Scope of coverage
The subject of trade credit insurance are trade receivables resulting from the sale of services or goods with deferred payment terms. The insurance does not cover sales to individuals or to related entities or those within the same capital group.
The insurance will cover both domestic and export trade receivables.
For domestic receivables, the insurance covers the receivables including VAT, whereas for export sales, there is a possibility to insure VAT if applicable.
Generally, VAT is excluded from the insurance for export receivables.
Receivables insurance is a comprehensive solution that supports risk management in a company. It provides coverage for potential losses resulting from non-payment by the counterparty.

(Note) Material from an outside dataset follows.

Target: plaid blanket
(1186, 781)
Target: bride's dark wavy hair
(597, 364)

Benefits of having Trade Credit Insurance:
- protection against insolvency and bankruptcy of counterparties – covering most losses (excluding deductibles) in the event of non-payment by the counterparty;
- reduction of allowance for doubtful accounts – improvement of financial results;
- improvement of financial liquidity;
- enhancement of sales terms competitiveness, e.g., by extending the credit period offered – more favorable payment terms;
- improvement of sales development security;
- reduction of costs associated with verifying new counterparties - the insurer verifies the credibility of counterparties, their financial standing, and payment morals;
- risk control – the insurance company continuously monitors the insured counterparties;
- access to information about the deterioration of the financial situation of counterparties;
- reduction of business risks through support from the insurer in assessing the risk of counterparties, collection and execution of receivables – reducing the actions and costs of own collection;
- limiting other types of payment securities, e.g., guarantees, assignments, surety agreements – speeding up the sales process;
- the receivables insurance contract can serve as security for external financing (bank loan, factoring).